In the subjoined view, copied from Boldetti, are seen two graves; one still closed by three slabs of

[graphic]

terra cotta, cemented to the rock by plaster; and the other partially opened, so as to display the skeleton lying within. It must not be supposed that in all cases the slabs were of terra cotta, or that their usual number was three; pieces of marble, of the most irregular figure, were often employed. The palm branch is scratched upon the plaster with a sharp instrument.

The number of graves contained in the Catacombs is very great.
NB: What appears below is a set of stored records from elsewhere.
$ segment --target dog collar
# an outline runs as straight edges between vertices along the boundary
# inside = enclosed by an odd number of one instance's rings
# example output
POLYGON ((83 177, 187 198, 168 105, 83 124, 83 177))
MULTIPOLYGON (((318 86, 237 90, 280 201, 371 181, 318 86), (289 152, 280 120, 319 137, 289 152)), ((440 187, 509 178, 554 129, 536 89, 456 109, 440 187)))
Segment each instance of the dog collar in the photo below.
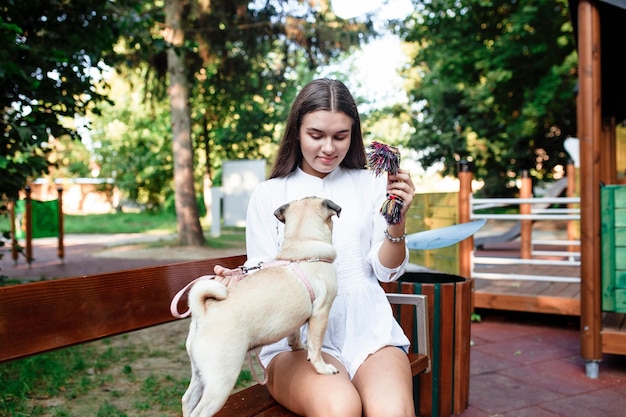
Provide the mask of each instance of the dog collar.
POLYGON ((275 259, 273 261, 270 262, 259 262, 258 264, 254 265, 254 266, 240 266, 237 269, 241 272, 241 275, 246 275, 248 272, 251 271, 256 271, 258 269, 264 269, 264 268, 269 268, 272 266, 287 266, 290 265, 292 263, 298 263, 298 262, 327 262, 329 264, 332 264, 335 260, 331 259, 331 258, 318 258, 318 257, 314 257, 314 258, 307 258, 307 259, 298 259, 298 260, 293 260, 293 259, 275 259))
In order to form a general estimate of them, we must remember that from the year 98 A. D. to some time after the year 400, (of both which periods consular dates have been found in

the cemeteries,) the whole Christian population of Rome was interred there. As this time includes nearly a century after the establishment of Christianity under Constantine, the numbers latterly must have been very considerable. A city peopled by more than a million of inhabitants, so far christianised as to give rise to a general complaint that the altars and temples of the gods were deserted, must have required cemeteries of no ordinary dimensions.* The number of Christians in the time of Decius has been estimated by historians at between forty and fifty thousand. Added to this, a horror of disturbing the graves already occupied, would effectually prevent the custom, common in our own country, of employing the same ground for fresh interments after the lapse of a few years. This feeling of the sanctity of tombs was inherited from the heathen, and was often expressed in their epitaphs. An instance is subjoined, in an inscription, evidently Pagan from the connection between the infernal regions and happiness. It was found inside the Aurelian gate:

C. TULIUS. C. L.
BARNAEUS

OLLA EJUS. SI QUI

OU VIOLARIT AD

INFEROS NON RECIPIATUR.

C. Tullius Barnaeus. If any one violate his urn, let him not be received into the infernal regions (that is, Elysium).

* The general absence of Heathen cemeteries greatly facilitates the distinction between the Christian and Pagan remains.